Die Meldungen machen deutlich, wie tief der Schock sitzt. Dabei spielen mehrere Faktoren eine Rolle. Noch nie ist ein Germanwings-Flugzeug verunglückt. 2010 hatte die Besatzung eines Airbus im Landeanflug auf Köln eine brenzlige Situation zu überstehen, als beiden Piloten gleichzeitig aus letztlich nicht geklärtem Grund schwindlig wurde und sie die Kontrolle über sich und das Flugzeug zu verlieren drohten.

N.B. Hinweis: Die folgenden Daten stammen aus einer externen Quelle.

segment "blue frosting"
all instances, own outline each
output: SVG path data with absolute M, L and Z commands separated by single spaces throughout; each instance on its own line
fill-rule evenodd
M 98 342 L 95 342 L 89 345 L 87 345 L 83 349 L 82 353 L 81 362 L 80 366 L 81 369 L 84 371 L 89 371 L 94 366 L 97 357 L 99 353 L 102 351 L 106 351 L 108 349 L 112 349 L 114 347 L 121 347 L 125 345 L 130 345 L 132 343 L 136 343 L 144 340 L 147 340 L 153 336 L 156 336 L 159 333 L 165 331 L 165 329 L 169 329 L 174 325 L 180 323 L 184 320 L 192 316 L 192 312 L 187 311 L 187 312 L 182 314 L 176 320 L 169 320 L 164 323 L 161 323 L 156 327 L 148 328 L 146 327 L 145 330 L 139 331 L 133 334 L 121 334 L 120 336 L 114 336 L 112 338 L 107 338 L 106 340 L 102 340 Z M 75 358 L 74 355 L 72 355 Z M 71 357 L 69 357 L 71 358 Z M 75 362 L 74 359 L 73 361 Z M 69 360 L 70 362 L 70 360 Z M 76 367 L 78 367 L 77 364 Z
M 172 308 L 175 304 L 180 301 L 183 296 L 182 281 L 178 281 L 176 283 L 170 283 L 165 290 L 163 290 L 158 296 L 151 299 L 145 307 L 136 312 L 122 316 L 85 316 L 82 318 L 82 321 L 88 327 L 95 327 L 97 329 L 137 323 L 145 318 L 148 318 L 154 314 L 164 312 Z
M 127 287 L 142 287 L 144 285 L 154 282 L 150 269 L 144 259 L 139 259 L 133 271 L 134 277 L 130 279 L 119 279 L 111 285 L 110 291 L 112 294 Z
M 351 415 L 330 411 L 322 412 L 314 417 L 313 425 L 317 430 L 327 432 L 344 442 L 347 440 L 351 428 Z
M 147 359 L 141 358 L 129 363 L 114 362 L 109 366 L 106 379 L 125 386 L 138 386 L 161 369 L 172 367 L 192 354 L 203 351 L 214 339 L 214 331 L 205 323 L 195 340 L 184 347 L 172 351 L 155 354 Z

Seitdem Lufthansa entschieden hat, den europäischen Direktverkehr ganz auf Germanwings zu verlagern, fliegen auch viele Lufthansa-Piloten quasi auf Leihbasis bei der Tochtergesellschaft. Auch sie kennen Abstürze nur vom Hörensagen oder von anderen Fluggesellschaften. So nah ist ein solches Ereignis an die meisten nicht herangekommen, denn der letzte tödliche Lufthansa-Unfall liegt fast 22 Jahre zurück. Im September 1993 war eine A320 bei einer Bruchlandung in Warschau zerstört worden. Germanwings ist zudem eine relativ kleine Fluggesellschaft, viele haben die Kollegen von Flug 4U 9525 persönlich gekannt, denn man ist öfter miteinander geflogen.

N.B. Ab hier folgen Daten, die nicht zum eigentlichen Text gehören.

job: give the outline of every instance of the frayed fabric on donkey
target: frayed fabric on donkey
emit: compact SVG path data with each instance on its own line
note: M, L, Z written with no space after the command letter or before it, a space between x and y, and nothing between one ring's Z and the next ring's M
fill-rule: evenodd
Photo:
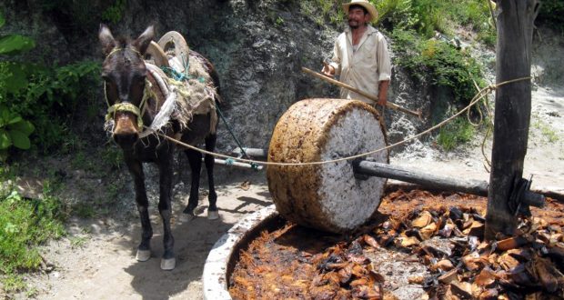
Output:
M178 38L177 33L174 33L176 35L169 34L166 36ZM151 256L153 230L142 165L142 163L151 162L159 170L158 210L163 219L165 248L161 268L172 270L176 265L175 240L170 228L175 145L161 135L189 145L205 144L206 150L213 151L217 139L216 102L219 101L219 81L209 61L189 50L181 36L183 43L176 39L174 53L167 55L163 47L153 42L154 35L154 27L149 26L136 40L115 39L104 25L100 25L98 34L106 55L102 66L104 93L109 107L106 128L124 152L134 179L141 218L141 243L136 258L146 261ZM147 54L153 56L151 63L144 59ZM166 76L163 69L173 72L176 80ZM192 149L185 153L192 170L192 182L184 214L193 215L198 203L202 154ZM208 218L217 219L214 157L206 155L204 163L209 183Z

Viele Angestellte haben die abgestürzte Besatzung persönlich gekannt

Fliegen mag noch so sicher sein - man müsste, statistisch gesehen, 6500 Jahre lang jeden Tag fliegen, um Opfer eines tödlichen Absturzes zu werden -, der Germanwings-Crash verdeutlicht eben doch, dass solche Katastrophen auch bei der professionellsten Fluggesellschaft vorkommen können. Und niemand ist eben öfters unterwegs, als es die Flugzeugbesatzungen sind.

Wie traumatisch diese Erfahrungen sind, davon können am besten die Angestellten von Air France berichten, die in den vergangenen 15 Jahren zwei große Abstürze bewältigen mussten. Nach dem Crash eines Airbus A330 vor der brasilianischen Küste im Jahr 2009, bei dem 229 Menschen ums Leben gekommen waren, unterzog sich der Flugbetrieb auch einer grundlegenden externen Prüfung, um Lehren zu ziehen und mögliche Fehlerquellen abzustellen. Doch die Wunden sind bis heute nicht verheilt.